Copyright: YouTube? Recipes? LOLCats? What's Safe? - A Follow Up on the Photo Debacle

 

Question mark in Esbjerg

                                       Photo by Alexander Henning Drachmann (cc)

So I'm still recovering from RWA this week. I have a fun combination of a sick child, a cold, and lingering jet lag. But I thought I'd pop in really quickly to answer a few questions. I've been getting a boat load of emails since my photography post. Most have been kind words--I appreciate that--but many have also had additional questions about the post and/or copyright.

I don't necessarily have definitive answers on some of these because I am NOT a lawyer and this is NOT legal advice. However, I can tell you what I've found in my own research during all of this.


FAQs from my inbox:

1. If I can't find out who owns the photo, can I use it?

No. Just because you don't know who owns it, doesn't mean it's not owned. Just find another photo that is creative commons or that you can pay or get permission for.

 

2. What about still shots from TV shows or movies?

This was one I really wanted to know. It *seems* like this is okay under Fair Use because you are only using a small part of a whole and not impacting the ability for the movie to sell. Jane at Dear Author spoke a little bit about this in a recent post.

 

3. What about YouTube videos?

If you are the one making the videos, then be careful. Don't use copyrighted material in your videos. However, if you want to say, embed someone else's YouTube video on your blog, is that okay? I haven't gotten a black and white answer on this. But here's what I've gathered. If it's a very short movie/TV clip, then it *probably* falls under Fair Use under the same logic as the movie still. If it's a music video/movie preview/clip hosted by that brand/artist/TV show/movie studio and there is an embed feature enabled, then it's *probably* fine. Like I said, don't take this as legal advice. But the nice thing about YouTube is that if you embed something on your blog and then You Tube finds out that the original person used copyrighted material, they take down the video and it will disappear anywhere it's embedded. So use with caution, but some particular uses are probably fine. (And obviously if a clip has the embed feature disabled, then don't use it at all.)

 

4. What about LOL Cats/Cheezburger photos or those funny e-cards?

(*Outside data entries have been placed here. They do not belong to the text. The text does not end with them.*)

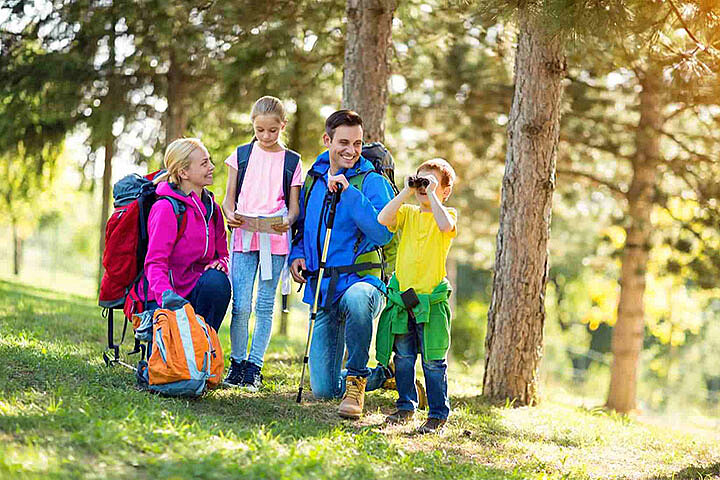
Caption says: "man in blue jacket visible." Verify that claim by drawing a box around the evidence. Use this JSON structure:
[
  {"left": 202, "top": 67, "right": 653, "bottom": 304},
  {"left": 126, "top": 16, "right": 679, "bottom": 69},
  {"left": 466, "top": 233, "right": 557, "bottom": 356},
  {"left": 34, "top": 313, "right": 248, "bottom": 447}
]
[{"left": 289, "top": 110, "right": 393, "bottom": 418}]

For the e-cards, there are specific rules on how to use them. You can go to their terms of service and look, but it seems like the proper way to use them is via embed code NOT just cutting and pasting.

From SomeEcards TOS:

If you include or post any of the Content on another website, YOU MUST EITHER:

  1. use the sharing and embedding buttons on the Site for Tumblr, StumbleUpon, Facebook, Twitter, or Pinterest; OR
  2. use the embed code or post the link of the Content ONLY.

Any other downloading of Content or dragging it to a third party site violates our rights to the Content.

As for the other, Jane at Dear Author contacted LOL Cats and it seems that they are okay if the embed code is present. Here's a quote from her site:

I emailed LOLCat about the embed codes and was told that some of the images don’t have embed codes for copyright images and that you needed to click through to the individual page of the LOLCat to see if there was an embed code but if there was one, it was there to be used.

 

5. What about recipes?

Recipes ARE copyrighted. You can copy a list of ingredients, but the directions on how to cook those ingredients are copyright protected. So no cutting and pasting someone else's recipes on your sites. (That obviously goes for the food pics that accompany them too.)

 

6. What about song lyrics or poetry?

Copyrighted. You can't use them in full. A small quote of a line or two would probably be fair use. The only exception would be things that have outlived their copyright term and are now in public domain.

 

7. If I post a link in Facebook and it adds that small pic from the original post to the link, is that breaking the rules?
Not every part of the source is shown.